When setting up your product options, you will be able to choose from a few different option types. Choose these carefully, as they will affect how your customer is allowed to purchase the item.
Customers can check or uncheck to add or remove an option, and they can check more than one option at a time. Check boxes would work well if the option is something additional you can add to your order, like adding an envelope when you buy a greeting card. If you use more than one check box on an item, your customer can check as many as they want. If you only want them to be able to choose one (i.e. pick one color for a hat), a check box isn’t the right solution.
With a drop down, your customer can only select one option at a time. This is good for colors and sizes, where you don’t want customers picking more than one color or one size.
This functions in the same way as a drop down (you can only pick one), but all the options are visible on the page (whereas in the drop down, your customer has to peek in it to see what you offer).
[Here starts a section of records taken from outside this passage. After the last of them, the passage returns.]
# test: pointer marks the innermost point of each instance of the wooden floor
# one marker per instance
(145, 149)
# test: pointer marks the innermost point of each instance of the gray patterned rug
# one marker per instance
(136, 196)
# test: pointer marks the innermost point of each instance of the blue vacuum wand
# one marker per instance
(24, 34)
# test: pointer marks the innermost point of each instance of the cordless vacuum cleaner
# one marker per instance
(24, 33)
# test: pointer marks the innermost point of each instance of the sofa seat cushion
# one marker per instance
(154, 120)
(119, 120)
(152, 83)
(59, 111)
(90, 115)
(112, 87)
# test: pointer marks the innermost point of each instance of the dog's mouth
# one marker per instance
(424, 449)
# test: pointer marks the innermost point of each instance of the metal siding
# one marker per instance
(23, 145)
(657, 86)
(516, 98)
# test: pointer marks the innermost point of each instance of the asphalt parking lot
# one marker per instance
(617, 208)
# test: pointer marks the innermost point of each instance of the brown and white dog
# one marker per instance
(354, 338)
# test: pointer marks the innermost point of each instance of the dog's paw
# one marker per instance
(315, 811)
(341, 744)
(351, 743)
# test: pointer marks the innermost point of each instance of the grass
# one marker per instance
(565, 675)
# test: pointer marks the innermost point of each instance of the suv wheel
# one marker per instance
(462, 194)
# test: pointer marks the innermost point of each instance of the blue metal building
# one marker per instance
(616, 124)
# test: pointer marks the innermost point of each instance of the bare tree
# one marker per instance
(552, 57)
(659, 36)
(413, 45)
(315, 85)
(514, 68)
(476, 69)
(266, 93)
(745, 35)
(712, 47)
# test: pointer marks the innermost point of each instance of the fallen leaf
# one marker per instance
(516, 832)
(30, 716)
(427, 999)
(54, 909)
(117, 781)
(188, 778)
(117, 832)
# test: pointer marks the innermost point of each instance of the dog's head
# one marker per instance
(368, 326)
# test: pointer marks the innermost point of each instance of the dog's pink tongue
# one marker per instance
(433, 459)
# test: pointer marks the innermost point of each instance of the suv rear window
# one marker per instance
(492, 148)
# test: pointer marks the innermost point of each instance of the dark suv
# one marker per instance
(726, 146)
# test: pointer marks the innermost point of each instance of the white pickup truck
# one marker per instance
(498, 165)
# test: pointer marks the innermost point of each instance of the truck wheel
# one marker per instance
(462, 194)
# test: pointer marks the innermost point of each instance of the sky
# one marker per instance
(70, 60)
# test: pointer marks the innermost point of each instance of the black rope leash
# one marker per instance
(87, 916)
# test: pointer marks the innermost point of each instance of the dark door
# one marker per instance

Once you’ve selected a radio button, you can choose another option, but you can’t un-select completely. So radio buttons aren’t good if it’s something optional, and instead should only be used when your customer must make a choice between options..
This can be used if your customer may enter her own text, such as a name for product customization, or to give you any additional instructions.
This is the same as the text field, but allows a roomier area to write more content.